Não pode haver dúvida de que o longa paraguaio As Herdeiras, de Marcelo Martinessi, foi a produção mais consagrada no recente Festival de Gramado. Deixou a serra gaúcha com prêmios em seis categorias da mostra latina: melhor filme, direção, roteiro, atriz (Kikitos para o trio central, Ana Brun, Margarita Irún e Ana Ivanova) e os troféus do júri da crítica e do júri popular.
– Nos alegrou muito ganhar esses prêmios. Em primeiro lugar, pelo nível do festival, e também pela repercussão positiva que a premiação teve no Paraguai em um momento muito importante. Uma lei de cinema foi aprovada no Paraguai no dia 5 de julho passado, está em processo de regulamentação, e uma notícia como essa nos ajuda a ter visibilidade e a fazer com que as autoridades entendam o quanto é importante que nosso país seja reconhecido por algo positivo como o cinema – disse o diretor em entrevista a Zero Hora.
Agora, As Herdeiras tenta obter no circuito comercial brasileiro a mesma recepção calorosa com que foi brindada no festival.
Na trama, Chela (Ana Brun) e Chiqui (Margarita Irún) vivem uma vida problemática. Ambas vêm de famílias abastadas, mas, arruinadas e acossadas pela crise econômica, agora vendem os requintados objetos e mobílias que receberam de herança de suas famílias. Chiqui, a mais extrovertida, é quem organiza a rotina do casal, tanto a social (na primeira cena, ela praticamente arranca sua companheira da cama para ambas irem a uma festa) quanto a financeira. Chela, a mais retraída, não gosta de sair de casa, tem medo de dirigir e parece ter uma completa dependência da parceira. Até que, devido a alguns papéis mal assinados, Chiqui é condenada à prisão por fraude fiscal, e Chela é obrigada a deixar a segurança de seu casulo doméstico decadente e redescobrir a si mesma no exato momento em que parecia ter perdido tudo.
– Para uma mulher que sempre esteve encerrada em seus privilégios, essa crise seria uma oportunidade de sentir a vida com mais proximidade. Quase como se o coração dela voltasse a bater com força. Senti que esse personagem central de Chela era quase como uma pessoa morta, trancada, imóvel, e alguma coisa acontecia que a fazia sair dessa comodidade e a obrigava a se mover - diz o diretor.
Esse renascimento se dá pela superação de medos e inseguranças. Antes assustada na direção de um automóvel, Chela passa a ser uma espécie de motorista para algumas de suas vizinhas mais velhas. Nessa nova atividade, também vem a conhecer Andy, uma exuberante mulher mais jovem que faz reflorescer o desejo na apagada protagonista.
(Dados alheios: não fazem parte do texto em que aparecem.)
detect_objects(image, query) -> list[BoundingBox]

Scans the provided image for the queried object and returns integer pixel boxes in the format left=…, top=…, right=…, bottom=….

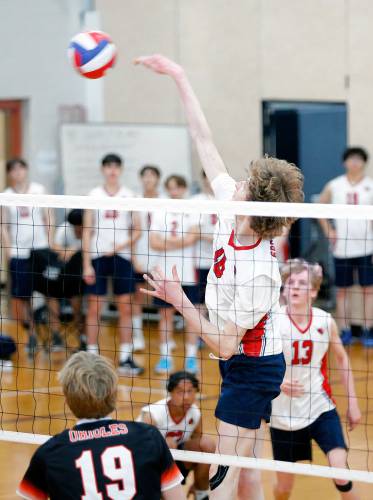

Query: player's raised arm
left=330, top=319, right=361, bottom=431
left=135, top=54, right=227, bottom=182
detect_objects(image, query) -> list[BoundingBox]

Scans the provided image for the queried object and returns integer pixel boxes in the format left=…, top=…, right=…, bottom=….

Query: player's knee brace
left=209, top=465, right=229, bottom=491
left=334, top=481, right=352, bottom=493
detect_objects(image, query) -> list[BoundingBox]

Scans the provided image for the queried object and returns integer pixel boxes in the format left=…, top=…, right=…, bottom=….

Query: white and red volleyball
left=68, top=31, right=117, bottom=79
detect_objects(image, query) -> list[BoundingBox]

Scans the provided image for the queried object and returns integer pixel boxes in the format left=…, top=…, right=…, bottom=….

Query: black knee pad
left=209, top=465, right=229, bottom=491
left=334, top=481, right=352, bottom=493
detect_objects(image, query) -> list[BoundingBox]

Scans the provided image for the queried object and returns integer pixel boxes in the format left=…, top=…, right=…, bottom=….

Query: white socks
left=185, top=344, right=197, bottom=358
left=119, top=342, right=132, bottom=363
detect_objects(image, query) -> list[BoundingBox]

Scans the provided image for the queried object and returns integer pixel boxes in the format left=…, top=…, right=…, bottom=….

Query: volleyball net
left=0, top=194, right=373, bottom=483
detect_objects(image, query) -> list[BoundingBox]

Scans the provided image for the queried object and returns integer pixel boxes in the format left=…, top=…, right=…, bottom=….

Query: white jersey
left=271, top=307, right=335, bottom=431
left=329, top=175, right=373, bottom=259
left=192, top=193, right=218, bottom=269
left=136, top=398, right=201, bottom=445
left=134, top=204, right=159, bottom=273
left=54, top=222, right=82, bottom=250
left=150, top=208, right=198, bottom=285
left=205, top=174, right=282, bottom=356
left=4, top=182, right=49, bottom=259
left=89, top=186, right=134, bottom=260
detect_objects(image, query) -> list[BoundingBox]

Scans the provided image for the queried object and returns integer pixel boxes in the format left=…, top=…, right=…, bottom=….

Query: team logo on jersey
left=214, top=248, right=227, bottom=278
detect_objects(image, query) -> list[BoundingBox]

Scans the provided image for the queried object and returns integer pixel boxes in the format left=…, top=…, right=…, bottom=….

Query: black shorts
left=153, top=285, right=199, bottom=308
left=30, top=249, right=84, bottom=299
left=334, top=255, right=373, bottom=288
left=86, top=255, right=135, bottom=296
left=215, top=353, right=285, bottom=429
left=270, top=409, right=347, bottom=462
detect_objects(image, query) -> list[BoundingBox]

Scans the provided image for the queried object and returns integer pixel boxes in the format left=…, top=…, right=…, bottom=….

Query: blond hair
left=281, top=259, right=323, bottom=292
left=248, top=156, right=304, bottom=240
left=59, top=352, right=118, bottom=418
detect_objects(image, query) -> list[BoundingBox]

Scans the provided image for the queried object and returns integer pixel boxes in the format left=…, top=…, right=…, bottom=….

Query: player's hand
left=83, top=264, right=96, bottom=285
left=347, top=399, right=361, bottom=431
left=281, top=380, right=304, bottom=398
left=134, top=54, right=183, bottom=78
left=140, top=266, right=188, bottom=311
left=166, top=436, right=177, bottom=450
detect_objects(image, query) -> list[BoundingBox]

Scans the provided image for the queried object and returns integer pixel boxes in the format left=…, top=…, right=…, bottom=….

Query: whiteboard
left=60, top=123, right=192, bottom=195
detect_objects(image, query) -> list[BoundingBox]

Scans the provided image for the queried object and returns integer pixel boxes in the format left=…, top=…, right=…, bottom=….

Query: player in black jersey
left=17, top=352, right=186, bottom=500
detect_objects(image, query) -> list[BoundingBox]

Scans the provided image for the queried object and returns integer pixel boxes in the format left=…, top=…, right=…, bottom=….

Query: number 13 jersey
left=271, top=307, right=335, bottom=431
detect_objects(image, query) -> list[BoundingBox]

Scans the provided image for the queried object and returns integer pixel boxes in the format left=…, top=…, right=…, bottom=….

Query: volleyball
left=68, top=31, right=117, bottom=79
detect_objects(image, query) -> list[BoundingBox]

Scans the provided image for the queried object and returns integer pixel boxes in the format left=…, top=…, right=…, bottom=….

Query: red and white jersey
left=136, top=398, right=201, bottom=445
left=4, top=182, right=49, bottom=259
left=192, top=193, right=218, bottom=269
left=205, top=174, right=282, bottom=357
left=150, top=212, right=198, bottom=285
left=271, top=307, right=335, bottom=431
left=328, top=175, right=373, bottom=259
left=89, top=186, right=135, bottom=260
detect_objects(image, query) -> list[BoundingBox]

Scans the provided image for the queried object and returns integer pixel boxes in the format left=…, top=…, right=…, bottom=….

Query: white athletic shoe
left=133, top=330, right=145, bottom=352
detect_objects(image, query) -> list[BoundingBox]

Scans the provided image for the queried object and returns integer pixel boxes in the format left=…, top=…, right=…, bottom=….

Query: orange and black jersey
left=17, top=419, right=183, bottom=500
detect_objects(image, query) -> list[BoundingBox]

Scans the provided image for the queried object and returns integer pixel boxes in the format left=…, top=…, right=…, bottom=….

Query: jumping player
left=17, top=352, right=186, bottom=500
left=149, top=175, right=199, bottom=374
left=136, top=55, right=303, bottom=500
left=271, top=259, right=361, bottom=500
left=83, top=154, right=144, bottom=375
left=319, top=148, right=373, bottom=347
left=138, top=371, right=215, bottom=500
left=192, top=171, right=217, bottom=311
left=132, top=165, right=161, bottom=351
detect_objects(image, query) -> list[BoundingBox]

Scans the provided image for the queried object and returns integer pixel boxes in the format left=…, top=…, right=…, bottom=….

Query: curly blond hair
left=248, top=157, right=304, bottom=240
left=280, top=259, right=323, bottom=292
left=59, top=351, right=118, bottom=418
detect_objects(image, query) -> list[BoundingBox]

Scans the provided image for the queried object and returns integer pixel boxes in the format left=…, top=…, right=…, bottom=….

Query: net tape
left=0, top=193, right=373, bottom=220
left=0, top=431, right=373, bottom=483
left=0, top=193, right=373, bottom=483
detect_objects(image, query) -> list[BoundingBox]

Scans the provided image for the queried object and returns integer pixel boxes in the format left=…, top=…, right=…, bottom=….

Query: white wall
left=0, top=0, right=84, bottom=189
left=96, top=0, right=373, bottom=180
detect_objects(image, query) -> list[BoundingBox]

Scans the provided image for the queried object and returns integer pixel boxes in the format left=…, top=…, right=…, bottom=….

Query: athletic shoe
left=25, top=335, right=38, bottom=358
left=118, top=358, right=144, bottom=376
left=341, top=328, right=354, bottom=345
left=133, top=330, right=145, bottom=352
left=51, top=332, right=65, bottom=352
left=154, top=356, right=174, bottom=375
left=185, top=358, right=199, bottom=374
left=361, top=328, right=373, bottom=347
left=0, top=359, right=13, bottom=373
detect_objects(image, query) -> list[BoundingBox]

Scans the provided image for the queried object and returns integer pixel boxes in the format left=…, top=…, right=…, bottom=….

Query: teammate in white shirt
left=83, top=154, right=144, bottom=375
left=52, top=208, right=87, bottom=350
left=192, top=171, right=218, bottom=311
left=149, top=175, right=199, bottom=374
left=137, top=371, right=215, bottom=500
left=271, top=259, right=361, bottom=500
left=319, top=147, right=373, bottom=347
left=132, top=165, right=161, bottom=351
left=1, top=158, right=54, bottom=355
left=136, top=55, right=303, bottom=500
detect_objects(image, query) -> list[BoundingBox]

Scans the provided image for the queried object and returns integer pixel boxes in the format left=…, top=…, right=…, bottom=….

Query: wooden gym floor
left=0, top=320, right=373, bottom=500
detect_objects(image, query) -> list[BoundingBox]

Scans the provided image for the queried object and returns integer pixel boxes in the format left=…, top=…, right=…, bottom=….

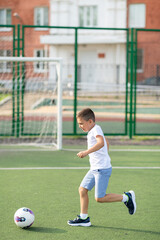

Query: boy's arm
left=77, top=135, right=104, bottom=158
left=105, top=137, right=109, bottom=152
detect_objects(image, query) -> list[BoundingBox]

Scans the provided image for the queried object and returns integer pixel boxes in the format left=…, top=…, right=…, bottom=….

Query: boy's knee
left=79, top=187, right=88, bottom=195
left=95, top=197, right=102, bottom=203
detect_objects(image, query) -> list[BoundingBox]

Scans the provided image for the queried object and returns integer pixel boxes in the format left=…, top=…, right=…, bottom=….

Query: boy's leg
left=79, top=187, right=89, bottom=214
left=68, top=171, right=95, bottom=227
left=95, top=169, right=136, bottom=215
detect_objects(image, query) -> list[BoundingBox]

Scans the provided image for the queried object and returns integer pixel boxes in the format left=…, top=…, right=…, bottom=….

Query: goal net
left=0, top=57, right=62, bottom=149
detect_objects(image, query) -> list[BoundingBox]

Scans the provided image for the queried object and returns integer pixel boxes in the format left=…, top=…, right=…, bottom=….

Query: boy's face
left=77, top=118, right=95, bottom=132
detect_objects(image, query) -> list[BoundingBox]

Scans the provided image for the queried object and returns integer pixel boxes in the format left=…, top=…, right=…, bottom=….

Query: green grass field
left=0, top=146, right=160, bottom=240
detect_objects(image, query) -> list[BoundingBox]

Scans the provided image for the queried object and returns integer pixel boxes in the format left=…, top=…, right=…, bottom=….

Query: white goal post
left=0, top=57, right=62, bottom=149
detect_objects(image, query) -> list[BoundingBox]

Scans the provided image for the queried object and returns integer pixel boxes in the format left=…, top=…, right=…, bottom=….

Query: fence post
left=12, top=26, right=16, bottom=136
left=16, top=24, right=20, bottom=137
left=129, top=28, right=134, bottom=139
left=73, top=28, right=78, bottom=135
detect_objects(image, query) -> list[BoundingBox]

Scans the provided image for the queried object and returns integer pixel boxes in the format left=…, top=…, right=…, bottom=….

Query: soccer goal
left=0, top=57, right=62, bottom=149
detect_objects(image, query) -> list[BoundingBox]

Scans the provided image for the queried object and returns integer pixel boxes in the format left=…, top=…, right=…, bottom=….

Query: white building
left=41, top=0, right=127, bottom=90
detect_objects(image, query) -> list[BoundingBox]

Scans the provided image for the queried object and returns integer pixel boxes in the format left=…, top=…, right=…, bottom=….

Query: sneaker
left=124, top=191, right=136, bottom=215
left=67, top=215, right=91, bottom=227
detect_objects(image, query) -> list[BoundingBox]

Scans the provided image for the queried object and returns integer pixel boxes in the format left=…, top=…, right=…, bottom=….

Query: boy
left=68, top=108, right=136, bottom=227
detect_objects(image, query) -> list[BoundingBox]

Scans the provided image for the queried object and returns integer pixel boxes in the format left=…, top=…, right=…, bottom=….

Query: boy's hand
left=77, top=151, right=88, bottom=158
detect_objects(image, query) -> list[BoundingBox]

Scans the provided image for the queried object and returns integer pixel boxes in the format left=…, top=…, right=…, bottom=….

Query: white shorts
left=80, top=167, right=112, bottom=198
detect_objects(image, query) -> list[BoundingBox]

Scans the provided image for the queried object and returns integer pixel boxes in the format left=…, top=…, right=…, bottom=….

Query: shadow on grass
left=92, top=225, right=160, bottom=235
left=27, top=227, right=67, bottom=233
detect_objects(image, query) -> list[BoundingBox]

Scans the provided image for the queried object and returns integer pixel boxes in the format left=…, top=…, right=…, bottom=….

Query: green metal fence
left=0, top=25, right=160, bottom=138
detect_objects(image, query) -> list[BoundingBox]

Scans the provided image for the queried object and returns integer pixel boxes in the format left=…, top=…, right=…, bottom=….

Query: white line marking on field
left=0, top=148, right=160, bottom=152
left=0, top=167, right=160, bottom=170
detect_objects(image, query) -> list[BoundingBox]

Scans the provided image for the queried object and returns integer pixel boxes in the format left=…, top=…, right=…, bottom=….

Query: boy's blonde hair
left=77, top=108, right=95, bottom=122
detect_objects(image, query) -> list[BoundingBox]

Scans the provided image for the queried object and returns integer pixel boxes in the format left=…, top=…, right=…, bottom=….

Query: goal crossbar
left=0, top=56, right=62, bottom=150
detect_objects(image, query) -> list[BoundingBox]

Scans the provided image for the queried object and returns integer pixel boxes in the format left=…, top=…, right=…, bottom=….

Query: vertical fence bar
left=125, top=29, right=129, bottom=135
left=133, top=29, right=137, bottom=135
left=73, top=28, right=78, bottom=135
left=12, top=26, right=16, bottom=136
left=21, top=25, right=25, bottom=135
left=129, top=28, right=134, bottom=139
left=16, top=24, right=20, bottom=137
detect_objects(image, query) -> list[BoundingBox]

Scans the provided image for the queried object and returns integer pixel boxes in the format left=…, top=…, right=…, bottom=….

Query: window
left=34, top=7, right=48, bottom=26
left=137, top=48, right=144, bottom=72
left=0, top=49, right=12, bottom=73
left=79, top=6, right=97, bottom=27
left=34, top=49, right=45, bottom=72
left=0, top=9, right=11, bottom=25
left=128, top=4, right=146, bottom=28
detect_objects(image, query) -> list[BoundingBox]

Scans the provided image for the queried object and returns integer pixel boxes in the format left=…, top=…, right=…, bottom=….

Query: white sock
left=122, top=194, right=128, bottom=202
left=80, top=213, right=88, bottom=219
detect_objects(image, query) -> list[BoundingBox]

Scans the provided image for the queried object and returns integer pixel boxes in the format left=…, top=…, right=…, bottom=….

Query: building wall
left=127, top=0, right=160, bottom=84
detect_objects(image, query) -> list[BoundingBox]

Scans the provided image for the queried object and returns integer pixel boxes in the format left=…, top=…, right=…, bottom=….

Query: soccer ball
left=14, top=207, right=35, bottom=228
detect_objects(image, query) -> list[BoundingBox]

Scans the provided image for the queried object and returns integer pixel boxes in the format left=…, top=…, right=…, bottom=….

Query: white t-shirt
left=87, top=125, right=111, bottom=170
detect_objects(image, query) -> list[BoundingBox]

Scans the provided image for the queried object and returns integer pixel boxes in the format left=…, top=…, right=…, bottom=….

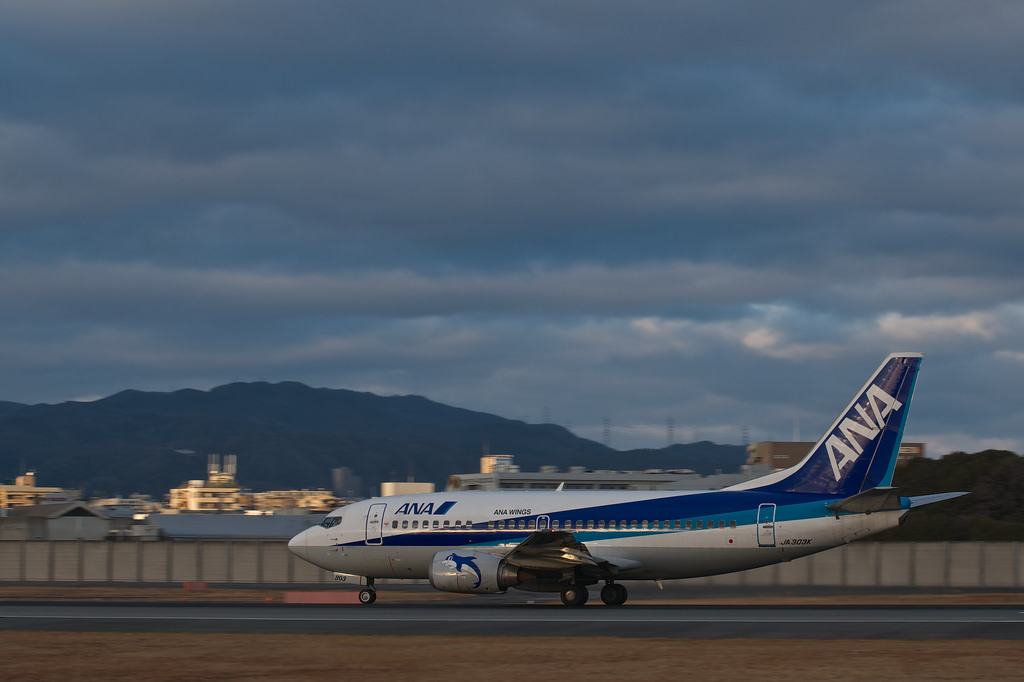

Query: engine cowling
left=429, top=550, right=521, bottom=594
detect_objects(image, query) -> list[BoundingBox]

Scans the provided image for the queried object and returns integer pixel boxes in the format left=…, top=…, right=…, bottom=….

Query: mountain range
left=0, top=382, right=746, bottom=498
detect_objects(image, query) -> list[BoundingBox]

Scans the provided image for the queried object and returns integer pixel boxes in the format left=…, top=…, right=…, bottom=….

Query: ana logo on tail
left=825, top=384, right=903, bottom=481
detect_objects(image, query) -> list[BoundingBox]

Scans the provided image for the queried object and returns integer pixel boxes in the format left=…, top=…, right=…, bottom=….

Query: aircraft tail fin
left=727, top=353, right=922, bottom=497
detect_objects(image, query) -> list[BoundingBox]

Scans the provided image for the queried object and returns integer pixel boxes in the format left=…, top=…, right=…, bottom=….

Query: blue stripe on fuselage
left=343, top=491, right=840, bottom=547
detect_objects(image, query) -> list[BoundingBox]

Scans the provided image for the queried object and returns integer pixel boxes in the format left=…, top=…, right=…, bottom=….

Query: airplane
left=288, top=353, right=966, bottom=606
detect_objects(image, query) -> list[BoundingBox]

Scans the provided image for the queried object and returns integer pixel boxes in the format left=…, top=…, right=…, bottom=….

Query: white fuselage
left=289, top=491, right=907, bottom=580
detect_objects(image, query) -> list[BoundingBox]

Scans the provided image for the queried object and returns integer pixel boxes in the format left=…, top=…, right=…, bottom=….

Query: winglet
left=909, top=493, right=971, bottom=509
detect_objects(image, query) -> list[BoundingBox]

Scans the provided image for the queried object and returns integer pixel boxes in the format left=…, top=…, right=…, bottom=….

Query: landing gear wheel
left=601, top=583, right=630, bottom=606
left=562, top=585, right=590, bottom=606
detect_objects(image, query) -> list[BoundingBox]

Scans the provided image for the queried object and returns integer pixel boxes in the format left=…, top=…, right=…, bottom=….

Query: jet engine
left=430, top=550, right=522, bottom=593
As Herdeiras, de certo modo, segue uma tendência forte do cinema recente da América Latina, a da reflexão ficcional sobre os rumos de um continente imerso em uma grave crise financeira. O que muda no foco da estreia de Martinessi na direção de longas é a abordagem. Enquanto outras obras presentes no próprio Festival de Gramado, como os brasileiros Mormaço e A Voz do Silêncio, lidam com personagens de classes médias e menos favorecidas sobrevivendo à crise, Martinessi decidiu lançar um olhar à vida de aparências das classes mais confortáveis.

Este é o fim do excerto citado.